Great Plains Studies, Center for

 

Date of this Version

Summer 1983

Citation

Great Plains Quarterly Vol. 3, No. 3, Summer 1983, pp. 188.

Comments

Copyright 1983 by the Center for Great Plains Studies, University of Nebraska-Lincoln

Abstract

Born in Virginia in about 1810, George Rutledge Gibson studied law and later opened a law office in Vincennes, Indiana, in 1834. During the early 1840s he moved his practice to Weston, Missouri. Gibson also dabbled unsuccessfully as a journalist, but his two newspapers proved to be financial failures.

When the Mexican War started, Gibson volunteered and was elected a second lieutenant. He was part of Colonel Stephen Watts Kearny's Army of the West, which left Fort Leavenworth for the occupation of New Mexico in 1846. He later became assistant quartermaster and commissary and accompanied Colonel Alexander Doniphan's forces to El Paso and Chihuahua, seeing action at the Battle of Brazito on 25 December 1846 and the Battle of Sacramento on 28 February 1847.

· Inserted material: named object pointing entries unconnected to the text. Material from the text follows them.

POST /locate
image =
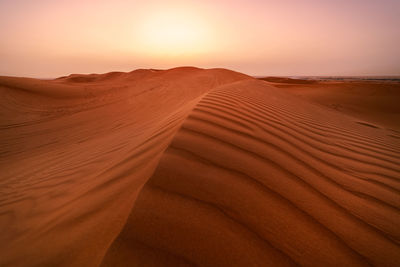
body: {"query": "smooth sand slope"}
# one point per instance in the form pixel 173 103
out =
pixel 191 167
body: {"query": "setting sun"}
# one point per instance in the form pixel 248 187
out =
pixel 173 31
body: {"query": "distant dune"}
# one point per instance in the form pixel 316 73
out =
pixel 198 167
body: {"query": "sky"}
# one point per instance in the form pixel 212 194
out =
pixel 51 38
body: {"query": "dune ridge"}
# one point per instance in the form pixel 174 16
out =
pixel 191 167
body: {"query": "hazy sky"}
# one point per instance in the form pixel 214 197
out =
pixel 49 38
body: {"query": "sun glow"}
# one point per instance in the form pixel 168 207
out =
pixel 174 32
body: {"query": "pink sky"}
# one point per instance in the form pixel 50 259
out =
pixel 44 38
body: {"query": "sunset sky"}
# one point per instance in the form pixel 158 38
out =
pixel 49 38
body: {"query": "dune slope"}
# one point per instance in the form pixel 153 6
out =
pixel 256 177
pixel 74 154
pixel 190 167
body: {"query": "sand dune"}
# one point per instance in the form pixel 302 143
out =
pixel 192 167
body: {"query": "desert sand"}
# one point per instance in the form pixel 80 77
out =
pixel 198 167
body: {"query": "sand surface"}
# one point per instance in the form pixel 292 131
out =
pixel 194 167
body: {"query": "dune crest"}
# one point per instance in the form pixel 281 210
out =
pixel 191 167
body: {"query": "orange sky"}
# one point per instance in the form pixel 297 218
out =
pixel 47 38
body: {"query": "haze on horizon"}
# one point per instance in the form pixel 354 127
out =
pixel 47 38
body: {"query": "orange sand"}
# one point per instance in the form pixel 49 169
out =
pixel 198 167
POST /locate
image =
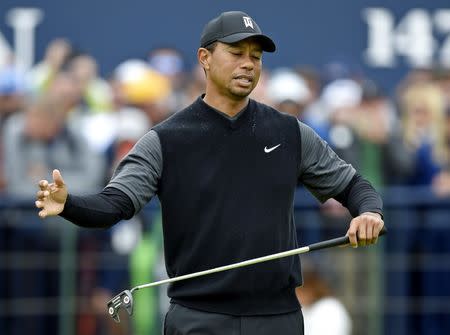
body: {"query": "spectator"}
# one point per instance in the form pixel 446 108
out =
pixel 96 91
pixel 288 92
pixel 322 312
pixel 42 74
pixel 423 120
pixel 39 137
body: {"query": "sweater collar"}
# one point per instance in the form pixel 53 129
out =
pixel 234 121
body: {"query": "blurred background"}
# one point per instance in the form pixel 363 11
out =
pixel 81 82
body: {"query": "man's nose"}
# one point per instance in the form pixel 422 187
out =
pixel 247 62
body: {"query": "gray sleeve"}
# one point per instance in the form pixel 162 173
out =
pixel 322 172
pixel 139 172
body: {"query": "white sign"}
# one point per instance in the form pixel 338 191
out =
pixel 23 21
pixel 414 37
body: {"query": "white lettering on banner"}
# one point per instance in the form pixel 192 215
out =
pixel 24 22
pixel 412 37
pixel 442 21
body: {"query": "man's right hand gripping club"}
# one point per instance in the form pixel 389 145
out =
pixel 51 197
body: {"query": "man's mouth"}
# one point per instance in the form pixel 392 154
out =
pixel 244 79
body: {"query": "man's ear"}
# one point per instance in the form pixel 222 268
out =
pixel 203 58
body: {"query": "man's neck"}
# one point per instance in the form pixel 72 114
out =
pixel 226 105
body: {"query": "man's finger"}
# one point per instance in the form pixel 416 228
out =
pixel 43 214
pixel 376 231
pixel 57 178
pixel 351 233
pixel 43 184
pixel 40 195
pixel 362 233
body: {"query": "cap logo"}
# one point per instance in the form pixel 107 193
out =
pixel 248 22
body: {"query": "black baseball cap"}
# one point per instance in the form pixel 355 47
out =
pixel 231 27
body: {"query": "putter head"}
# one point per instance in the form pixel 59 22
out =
pixel 123 299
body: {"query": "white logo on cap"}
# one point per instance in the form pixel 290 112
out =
pixel 248 22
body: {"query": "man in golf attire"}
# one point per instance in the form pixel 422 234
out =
pixel 225 170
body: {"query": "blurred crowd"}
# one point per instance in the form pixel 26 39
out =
pixel 63 114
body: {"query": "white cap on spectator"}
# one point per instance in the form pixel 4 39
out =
pixel 133 123
pixel 286 85
pixel 342 93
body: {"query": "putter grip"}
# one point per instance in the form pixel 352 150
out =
pixel 337 242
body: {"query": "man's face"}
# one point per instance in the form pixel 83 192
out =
pixel 233 70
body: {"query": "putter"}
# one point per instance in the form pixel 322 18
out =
pixel 125 298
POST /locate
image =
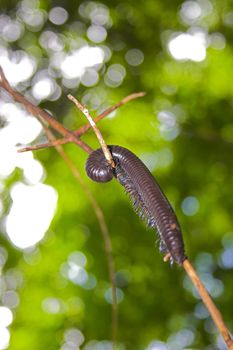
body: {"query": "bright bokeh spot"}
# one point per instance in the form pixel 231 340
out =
pixel 31 213
pixel 17 66
pixel 75 64
pixel 188 47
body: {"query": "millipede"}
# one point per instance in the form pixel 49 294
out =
pixel 148 199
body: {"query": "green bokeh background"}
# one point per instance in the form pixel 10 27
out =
pixel 158 299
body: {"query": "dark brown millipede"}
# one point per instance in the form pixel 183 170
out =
pixel 148 199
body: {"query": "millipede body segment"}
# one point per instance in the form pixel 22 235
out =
pixel 145 193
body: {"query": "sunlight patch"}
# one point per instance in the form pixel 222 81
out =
pixel 31 213
pixel 188 47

The first section of Gibson's journal begins when he left Chihuahua in April 1847 to return to Santa Fe: During the one-month journey, Gibson provided descriptions of the land and people and the several hardships he encountered. The second section of the journal details his eight-hundred-mile trip from Santa Fe to Fort Leavenworth beginning in April 1848, after his stay of about one year in Santa Fe. Again, Gibson recorded his adventures, impressions, and feelings along the way.

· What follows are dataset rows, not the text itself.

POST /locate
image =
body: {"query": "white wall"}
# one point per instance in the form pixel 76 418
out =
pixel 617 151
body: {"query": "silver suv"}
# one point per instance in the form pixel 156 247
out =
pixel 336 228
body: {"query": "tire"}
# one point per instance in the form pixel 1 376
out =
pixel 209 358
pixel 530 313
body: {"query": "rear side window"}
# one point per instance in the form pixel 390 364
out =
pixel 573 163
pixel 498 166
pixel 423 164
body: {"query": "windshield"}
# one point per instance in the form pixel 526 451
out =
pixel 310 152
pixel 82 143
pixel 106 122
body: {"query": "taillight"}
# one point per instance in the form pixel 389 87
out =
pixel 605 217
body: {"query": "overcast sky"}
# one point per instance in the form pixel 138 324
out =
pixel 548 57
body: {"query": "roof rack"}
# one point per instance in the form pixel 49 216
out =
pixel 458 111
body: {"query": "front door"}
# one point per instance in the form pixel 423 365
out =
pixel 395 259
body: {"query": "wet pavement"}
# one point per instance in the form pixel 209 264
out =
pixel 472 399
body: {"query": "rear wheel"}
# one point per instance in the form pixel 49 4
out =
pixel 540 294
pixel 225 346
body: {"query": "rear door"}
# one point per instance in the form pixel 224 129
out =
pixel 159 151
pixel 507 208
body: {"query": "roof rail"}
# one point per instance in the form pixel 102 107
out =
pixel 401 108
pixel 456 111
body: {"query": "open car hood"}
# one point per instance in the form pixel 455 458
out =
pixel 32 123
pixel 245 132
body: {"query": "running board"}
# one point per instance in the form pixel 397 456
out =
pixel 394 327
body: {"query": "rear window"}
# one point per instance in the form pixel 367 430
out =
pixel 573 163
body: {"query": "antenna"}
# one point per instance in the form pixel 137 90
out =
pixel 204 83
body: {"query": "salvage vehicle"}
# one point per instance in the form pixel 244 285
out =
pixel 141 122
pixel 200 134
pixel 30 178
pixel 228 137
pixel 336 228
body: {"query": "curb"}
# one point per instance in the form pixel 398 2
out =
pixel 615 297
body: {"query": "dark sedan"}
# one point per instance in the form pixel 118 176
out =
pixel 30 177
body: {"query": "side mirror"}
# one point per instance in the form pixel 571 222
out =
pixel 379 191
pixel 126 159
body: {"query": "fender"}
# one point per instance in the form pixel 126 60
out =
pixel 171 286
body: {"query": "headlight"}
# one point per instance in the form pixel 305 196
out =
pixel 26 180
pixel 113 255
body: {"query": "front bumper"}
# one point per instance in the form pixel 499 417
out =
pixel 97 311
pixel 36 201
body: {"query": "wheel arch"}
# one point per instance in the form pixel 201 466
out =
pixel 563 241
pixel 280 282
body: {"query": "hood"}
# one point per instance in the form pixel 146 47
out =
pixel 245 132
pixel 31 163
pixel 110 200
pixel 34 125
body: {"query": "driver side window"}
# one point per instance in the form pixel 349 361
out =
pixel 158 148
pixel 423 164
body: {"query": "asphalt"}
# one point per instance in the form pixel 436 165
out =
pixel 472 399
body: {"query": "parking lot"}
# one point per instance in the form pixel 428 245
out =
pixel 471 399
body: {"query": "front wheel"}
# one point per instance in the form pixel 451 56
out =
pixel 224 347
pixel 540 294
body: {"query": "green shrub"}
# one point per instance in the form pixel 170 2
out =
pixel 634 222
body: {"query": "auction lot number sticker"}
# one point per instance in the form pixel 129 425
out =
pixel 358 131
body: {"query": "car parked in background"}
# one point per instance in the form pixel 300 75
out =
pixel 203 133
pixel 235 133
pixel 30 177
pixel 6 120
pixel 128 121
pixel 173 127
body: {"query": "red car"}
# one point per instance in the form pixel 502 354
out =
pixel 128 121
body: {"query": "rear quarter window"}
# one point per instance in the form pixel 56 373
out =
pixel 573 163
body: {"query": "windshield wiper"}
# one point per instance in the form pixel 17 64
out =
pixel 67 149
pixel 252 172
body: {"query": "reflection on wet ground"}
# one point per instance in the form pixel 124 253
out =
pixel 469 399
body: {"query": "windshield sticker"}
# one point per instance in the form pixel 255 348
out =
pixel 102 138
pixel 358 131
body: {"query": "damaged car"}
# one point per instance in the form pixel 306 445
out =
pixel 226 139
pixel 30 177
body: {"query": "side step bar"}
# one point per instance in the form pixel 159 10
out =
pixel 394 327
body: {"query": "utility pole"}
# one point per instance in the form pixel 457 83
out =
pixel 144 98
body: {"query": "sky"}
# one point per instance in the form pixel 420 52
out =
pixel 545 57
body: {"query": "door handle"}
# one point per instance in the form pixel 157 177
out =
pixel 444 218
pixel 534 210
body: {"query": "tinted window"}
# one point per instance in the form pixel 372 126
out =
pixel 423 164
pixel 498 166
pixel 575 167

Robert W. Frazer, professor emeritus of history at California State University, Long Beach, and an authority on military history, has done a fine job of editing the journal. Frazer aptly notes Gibson's ethnocentricity in the unflattering comments he made about Mexicans and Indians. The editor could have, however, included an epilogue containing information on Gibson's career after he returned home.

The book is the first in a new series jointly planned by the Historical Society of New Mexico and the University of New Mexico Press. Gibson's observations provide a firsthand account of the Southwest during the late 1840s.